Signed-off-by: Xu Kuohai <xukuohai@xxxxxxxxxx>
---
include/linux/bpf.h | 15 +++++++
include/linux/bpf_types.h | 1 +
include/linux/filter.h | 1 +
kernel/bpf/bpf_insn_array.c | 28 +++++++++++++
kernel/bpf/core.c | 5 +++
kernel/bpf/syscall.c | 78 ++++++++++++++++++++++++++++++-------
kernel/bpf/verifier.c | 19 +++++++++
7 files changed, 134 insertions(+), 13 deletions(-)

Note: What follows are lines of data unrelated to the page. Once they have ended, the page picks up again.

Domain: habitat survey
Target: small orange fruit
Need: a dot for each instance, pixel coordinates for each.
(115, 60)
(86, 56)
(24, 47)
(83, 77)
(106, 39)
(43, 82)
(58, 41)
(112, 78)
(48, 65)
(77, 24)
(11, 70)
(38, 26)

diff --git a/include/linux/bpf.h b/include/linux/bpf.h
index cb43792afdee..93c196f38b87 100644
--- a/include/linux/bpf.h
+++ b/include/linux/bpf.h
@@ -1220,6 +1220,8 @@ struct btf_func_model {
u8 nr_args;
u8 arg_size[MAX_BPF_FUNC_ARGS];
u8 arg_flags[MAX_BPF_FUNC_ARGS];
+ /* argument registers for bpf SDT probe site */
+ u8 arg_regs[MAX_BPF_FUNC_REG_ARGS];
};
/* Restore arguments before returning from trampoline to let original function
@@ -1419,6 +1421,15 @@ struct bpf_attach_target_info {
const struct btf_type *tgt_type;
};
+/*
+ * cached in prog->aux, used by the verifier to type the observer's context
+ * arguments, and by link_create to build the trampoline without re-resolving
+ */
+struct bpf_sdt_probe_info {
+ struct bpf_insn_array_value val;
+ unsigned long probe_ip;
+};
+
#define BPF_DISPATCHER_MAX 48 /* Fits in 2048B */
struct bpf_dispatcher_prog {
@@ -1762,6 +1773,7 @@ struct bpf_prog_aux {
void __percpu *priv_stack_ptr;
struct mutex dst_mutex; /* protects dst_* pointers below, *after* prog becomes visible */
struct bpf_prog *dst_prog;
+ struct bpf_sdt_probe_info *sdt_probe;
struct bpf_trampoline *dst_trampoline;
enum bpf_prog_type saved_dst_prog_type;
enum bpf_attach_type saved_dst_attach_type;
@@ -4159,6 +4171,9 @@ int bpf_insn_array_ready(struct bpf_map *map);
void bpf_insn_array_release(struct bpf_map *map);
void bpf_insn_array_adjust(struct bpf_map *map, u32 off, u32 len);
void bpf_insn_array_adjust_after_remove(struct bpf_map *map, u32 off, u32 len);
+int bpf_insn_array_get_sdt_probe_by_name(struct bpf_prog *prog, const char *name,
+ struct bpf_insn_array_value *val,
+ unsigned long *ip);
#ifdef CONFIG_BPF_SYSCALL
void bpf_prog_update_insn_ptrs(struct bpf_prog *prog, u32 *offsets, void *image);
diff --git a/include/linux/bpf_types.h b/include/linux/bpf_types.h
index e5906829aa6f..1aac6bc71c6f 100644
--- a/include/linux/bpf_types.h
+++ b/include/linux/bpf_types.h
@@ -157,3 +157,4 @@ BPF_LINK_TYPE(BPF_LINK_TYPE_KPROBE_MULTI, kprobe_multi)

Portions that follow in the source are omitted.